Kuakui hidupku tak sepenuhnya menyenangkan semenjak keabsenan Arfan. Banyak hal yang terjadi, kadang membuatku lelah dan kadang memaksaku ingin menyerah. Namun, memori masa kecilku dengan Arfan sering kali menamparku kembali ke lajur kewarasan.

Ingatan masa kecil itu bisa bantu kamu pulih suatu saat pas udah gede dan ngalamin masa-masa yang kurang enak.

Ha-ha! Tidak kusangka aku benar-benar mempraktikkan ucapan si tengil itu sekarang.

"Kos di sini bayarnya per tahun, Neng. Enggak bisa per bulan."

Suara Ibu Kos menarikku dari lamunan panjang. Aku mengerjap linglung.

Oh, sial! Keasyikan menghalukan Arfan, aku sampai lupa kenyataan yang lebih penting. Soal tempat tinggal sebelum masa kuliah dimulai.

Muncul seraut wajah paruh baya dengan rambut yang dijepit tinggi. Kipas ilir dikibaskan berkali-kali di depan mukaku.

Aku mundur selangkah. "Uh, beneran enggak nerima kos per bulan, Bu?" ulangku.

"Enggak!"

Kulirik koper cokelat yang teronggok di ambang pintu. "Kalau per tahun enam juta, dapet jatah makan sekalian enggak?"

"Enggak, Neng. Enam juta aja udah termasuk murah. Rata-rata kos kamar mandi dalem di Bandung itu sepuluh juta ke atas," yakin Ibu Kos. "Itu aja masih bisa dikurangin semisal sekamar berdua. Saya sengaja patok harga segitu karena simpati sama anak rantau. Jadi ambil enggak ini, Neng?"

Diam sejenak. Benakku menimbang-nimbang pros dan cons tinggal di sini.
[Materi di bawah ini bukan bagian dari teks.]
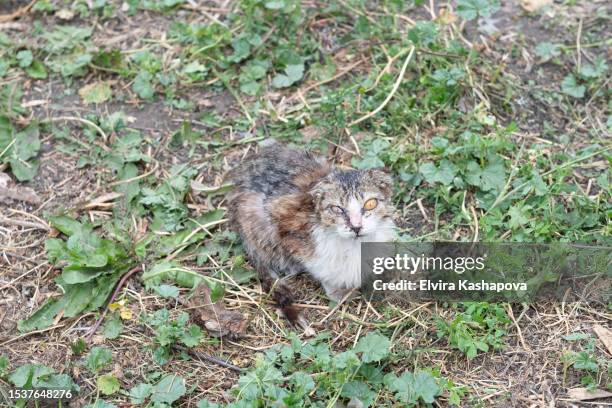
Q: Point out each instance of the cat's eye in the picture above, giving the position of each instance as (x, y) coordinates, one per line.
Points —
(371, 204)
(336, 209)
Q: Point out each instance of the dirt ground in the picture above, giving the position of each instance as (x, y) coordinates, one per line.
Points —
(527, 372)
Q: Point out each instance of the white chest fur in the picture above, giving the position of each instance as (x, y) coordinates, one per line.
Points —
(337, 260)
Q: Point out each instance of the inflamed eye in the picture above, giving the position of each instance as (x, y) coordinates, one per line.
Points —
(336, 209)
(371, 204)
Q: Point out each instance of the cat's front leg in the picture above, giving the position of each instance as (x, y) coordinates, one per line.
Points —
(338, 294)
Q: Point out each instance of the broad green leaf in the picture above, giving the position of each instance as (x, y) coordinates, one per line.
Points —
(292, 74)
(98, 358)
(170, 271)
(570, 87)
(37, 70)
(207, 404)
(170, 388)
(101, 404)
(360, 391)
(25, 58)
(3, 366)
(471, 9)
(140, 393)
(444, 174)
(519, 216)
(425, 387)
(142, 85)
(113, 326)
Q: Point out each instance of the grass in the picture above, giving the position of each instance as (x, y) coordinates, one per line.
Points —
(118, 121)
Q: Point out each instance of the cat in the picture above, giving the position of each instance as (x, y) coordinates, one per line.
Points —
(297, 213)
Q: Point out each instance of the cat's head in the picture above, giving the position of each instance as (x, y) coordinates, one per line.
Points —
(355, 203)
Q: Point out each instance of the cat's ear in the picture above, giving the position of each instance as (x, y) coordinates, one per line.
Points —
(380, 179)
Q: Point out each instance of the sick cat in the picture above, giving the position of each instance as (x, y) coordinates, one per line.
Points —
(296, 213)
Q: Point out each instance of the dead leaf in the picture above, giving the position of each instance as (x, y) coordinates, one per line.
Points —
(103, 200)
(97, 92)
(583, 394)
(65, 14)
(605, 335)
(214, 316)
(533, 5)
(446, 16)
(16, 192)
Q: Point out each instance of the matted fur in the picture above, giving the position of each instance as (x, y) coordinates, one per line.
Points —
(296, 213)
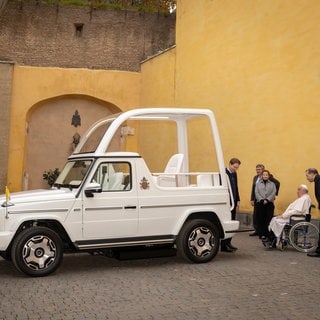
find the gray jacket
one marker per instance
(265, 191)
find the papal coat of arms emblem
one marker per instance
(144, 183)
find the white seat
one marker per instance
(115, 181)
(204, 180)
(174, 166)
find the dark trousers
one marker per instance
(264, 214)
(225, 243)
(254, 217)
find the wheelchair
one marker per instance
(300, 234)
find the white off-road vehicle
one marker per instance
(104, 201)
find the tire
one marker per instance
(198, 241)
(37, 251)
(304, 237)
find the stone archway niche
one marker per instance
(50, 132)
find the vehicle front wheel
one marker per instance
(37, 251)
(198, 241)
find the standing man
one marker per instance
(231, 171)
(313, 176)
(256, 179)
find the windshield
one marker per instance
(94, 135)
(73, 173)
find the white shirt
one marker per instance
(299, 206)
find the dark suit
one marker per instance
(253, 197)
(235, 191)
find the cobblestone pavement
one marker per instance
(253, 283)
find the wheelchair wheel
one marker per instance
(304, 237)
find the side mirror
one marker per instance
(92, 188)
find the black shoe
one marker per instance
(229, 245)
(314, 254)
(226, 249)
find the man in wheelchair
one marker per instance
(300, 206)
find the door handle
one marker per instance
(130, 207)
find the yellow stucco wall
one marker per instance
(256, 64)
(32, 85)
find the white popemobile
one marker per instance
(103, 201)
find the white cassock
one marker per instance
(300, 206)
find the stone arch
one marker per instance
(51, 127)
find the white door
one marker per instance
(113, 213)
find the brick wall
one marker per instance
(76, 37)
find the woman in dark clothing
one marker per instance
(312, 175)
(265, 192)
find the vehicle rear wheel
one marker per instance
(37, 251)
(198, 241)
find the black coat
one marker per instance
(234, 185)
(317, 189)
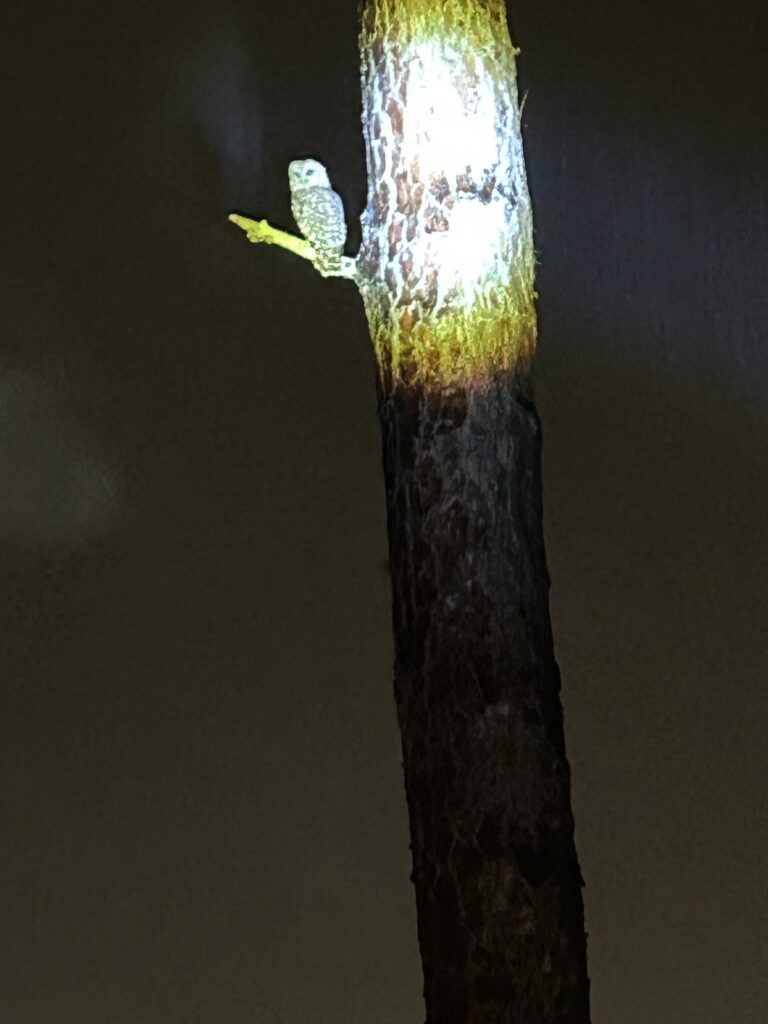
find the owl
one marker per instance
(318, 211)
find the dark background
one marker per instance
(203, 817)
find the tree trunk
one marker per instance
(498, 885)
(446, 274)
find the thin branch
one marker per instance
(262, 230)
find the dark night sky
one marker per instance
(203, 817)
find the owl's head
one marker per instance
(307, 174)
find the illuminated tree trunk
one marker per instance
(445, 272)
(446, 275)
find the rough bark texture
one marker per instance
(498, 884)
(446, 274)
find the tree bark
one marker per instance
(498, 885)
(446, 275)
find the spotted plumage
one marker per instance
(318, 211)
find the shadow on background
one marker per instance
(202, 794)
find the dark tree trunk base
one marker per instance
(498, 885)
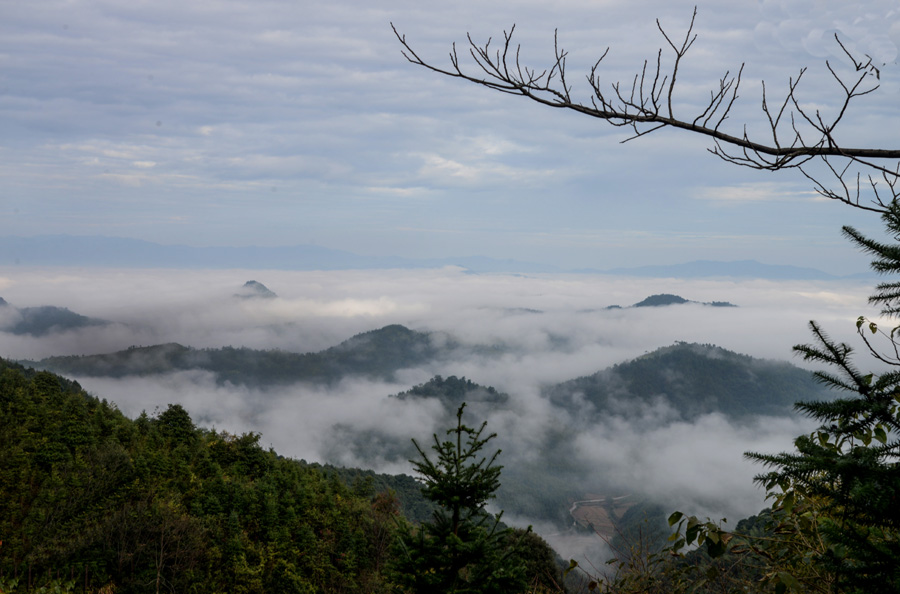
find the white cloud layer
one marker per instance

Aish, gara-gara keterlambatan kereta, Kadewa jadi tidak bisa menemaniku mencari indekos yang cocok. Pekerjaan Abang sebagai masinis memang terkadang membuatnya sulit kuseret ke mana-mana dadakan. Selalu ketabrak jadwal.

Harusnya dia yang menegosiasi ini, malah aku sendiri. Padahal, aku kan masih buta kanan-kiri soal Bandung.

"Boleh saya lihat-lihat dulu, Bu? Nanti kalau cocok, saya ambil," putusku akhirnya.

Ibu Kos mempersilakan.

Kutinggalkan koper di ambang pintu untuk menjelajahi bagian dalam bangunan. Indekos ini terletak di tengah kota dan posisinya pun tak jauh dari kampus. Bangunan dua lantai dengan halaman berpaving luas dan taman minimalis. Sekilas lebih mirip vila ketimbang indekos.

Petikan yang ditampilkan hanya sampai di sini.